RLlib Annotations/Decorators

Throughout the RLlib codebase, we will use the following practical class-, method-, and function decorators:

ray.rllib.utils.annotations.override(cls)[source]

Decorator for documenting method overrides.

Parameters

cls (type) – The superclass that provides the overridden method. If this cls does not actually have the method, an error is raised.

Examples

>>> class TorchPolicy(Policy):
... ...
...     # Indicates that `TorchPolicy.loss()` overrides the parent
...     # Policy class' own `loss method. Leads to an error if Policy
...     # does not have a `loss` method.
...     @override(Policy)
...     def loss(self, model, action_dist, train_batch):
...         # ...
ray.rllib.utils.annotations.PublicAPI(obj)[source]

Decorator for documenting public APIs.

Public APIs are classes and methods exposed to end users of RLlib. You can expect these APIs to remain stable across RLlib releases.

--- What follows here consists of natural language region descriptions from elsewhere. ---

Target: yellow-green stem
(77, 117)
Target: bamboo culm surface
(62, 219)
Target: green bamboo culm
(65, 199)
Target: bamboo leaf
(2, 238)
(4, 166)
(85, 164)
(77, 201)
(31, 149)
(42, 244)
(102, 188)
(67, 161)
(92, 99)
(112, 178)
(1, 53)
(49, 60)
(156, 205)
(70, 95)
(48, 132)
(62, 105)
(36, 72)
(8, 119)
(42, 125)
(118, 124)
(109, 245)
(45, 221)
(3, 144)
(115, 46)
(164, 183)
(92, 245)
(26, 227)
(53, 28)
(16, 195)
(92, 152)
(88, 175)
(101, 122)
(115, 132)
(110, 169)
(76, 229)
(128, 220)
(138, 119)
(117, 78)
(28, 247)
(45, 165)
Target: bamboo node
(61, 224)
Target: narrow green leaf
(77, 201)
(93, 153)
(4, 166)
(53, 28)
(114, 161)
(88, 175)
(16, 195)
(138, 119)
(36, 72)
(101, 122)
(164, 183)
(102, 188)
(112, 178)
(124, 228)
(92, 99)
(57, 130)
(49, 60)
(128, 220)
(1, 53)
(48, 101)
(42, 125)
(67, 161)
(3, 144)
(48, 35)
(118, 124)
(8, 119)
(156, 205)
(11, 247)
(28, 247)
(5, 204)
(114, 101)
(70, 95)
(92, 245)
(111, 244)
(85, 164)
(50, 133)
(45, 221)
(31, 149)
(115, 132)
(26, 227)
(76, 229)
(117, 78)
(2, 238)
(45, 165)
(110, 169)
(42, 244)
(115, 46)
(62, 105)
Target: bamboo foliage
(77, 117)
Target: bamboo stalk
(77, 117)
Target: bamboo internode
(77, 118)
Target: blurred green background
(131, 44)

Subclasses that inherit from a @PublicAPI base class can be assumed part of the RLlib public API as well (e.g., all trainer classes are in public API because Trainer is @PublicAPI).

In addition, you can assume all trainer configurations are part of their public API as well.

Examples

>>> # Indicates that the `Trainer` class is exposed to end users
... # of RLlib and will remain stable across RLlib releases.
... @PublicAPI
... class Trainer(tune.Trainable):
... ...
ray.rllib.utils.annotations.DeveloperAPI(obj)[source]

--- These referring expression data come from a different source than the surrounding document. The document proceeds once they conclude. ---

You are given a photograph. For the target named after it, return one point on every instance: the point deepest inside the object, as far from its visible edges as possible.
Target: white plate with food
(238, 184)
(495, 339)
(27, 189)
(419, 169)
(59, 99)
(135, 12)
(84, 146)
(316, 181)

Decorator for documenting developer APIs.

Developer APIs are classes and methods explicitly exposed to developers for the purposes of building custom algorithms or advanced training strategies on top of RLlib internals. You can generally expect these APIs to be stable sans minor changes (but less stable than public APIs).

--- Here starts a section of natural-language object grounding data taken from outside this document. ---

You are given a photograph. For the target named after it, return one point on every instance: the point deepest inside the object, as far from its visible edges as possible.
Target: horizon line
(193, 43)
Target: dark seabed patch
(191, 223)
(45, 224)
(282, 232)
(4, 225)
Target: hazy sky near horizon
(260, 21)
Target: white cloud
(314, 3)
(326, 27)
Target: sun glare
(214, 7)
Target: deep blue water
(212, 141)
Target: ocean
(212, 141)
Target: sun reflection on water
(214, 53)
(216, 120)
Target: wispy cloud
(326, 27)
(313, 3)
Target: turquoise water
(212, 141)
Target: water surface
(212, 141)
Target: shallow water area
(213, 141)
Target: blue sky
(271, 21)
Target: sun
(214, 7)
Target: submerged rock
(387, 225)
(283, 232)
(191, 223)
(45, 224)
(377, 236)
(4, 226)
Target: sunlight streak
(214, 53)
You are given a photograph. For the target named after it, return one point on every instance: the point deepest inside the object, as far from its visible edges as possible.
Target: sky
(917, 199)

Subclasses that inherit from a @DeveloperAPI base class can be assumed part of the RLlib developer API as well.

Examples

>>> # Indicates that the `TorchPolicy` class is exposed to end users
... # of RLlib and will remain (relatively) stable across RLlib
... # releases.
... @DeveloperAPI
... class TorchPolicy(Policy):
... ...
ray.rllib.utils.annotations.ExperimentalAPI(obj)[source]

Decorator for documenting experimental APIs.

Experimental APIs are classes and methods that are in development and may change at any time in their development process. You should not expect these APIs to be stable until their tag is changed to DeveloperAPI or PublicAPI.

Subclasses that inherit from a @ExperimentalAPI base class can be assumed experimental as well.

Examples

>>> class TorchPolicy(Policy):
...     ...
...     # Indicates that the `TorchPolicy.loss` method is a new and
...     # experimental API and may change frequently in future
...     # releases.
...     @ExperimentalAPI
...     def loss(self, model, action_dist, train_batch):
...         # ...
ray.rllib.utils.annotations.OverrideToImplementCustomLogic(obj)[source]

Users should override this in their sub-classes to implement custom logic.

Used in Trainer and Policy to tag methods that need overriding, e.g. Policy.loss().

Examples

>>> @overrides(TorchPolicy)
... @OverrideToImplementCustomLogic
... def loss(self, ...):
...     # implement custom loss function here ...
...     # ... w/o calling the corresponding `super().loss()` method.
ray.rllib.utils.annotations.OverrideToImplementCustomLogic_CallToSuperRecommended(obj)[source]

Users should override this in their sub-classes to implement custom logic.

Thereby, it is recommended (but not required) to call the super-class’ corresponding method.

Used in Trainer and Policy to tag methods that need overriding, but the super class’ method should still be called, e.g. Trainer.setup().

Examples

>>> @overrides(Trainable)
... @OverrideToImplementCustomLogic_CallToSuperRecommended
... def setup(self, config):
...     # implement custom setup logic here ...
...     super().setup(config)
...     # ... or here (after having called super()'s setup method.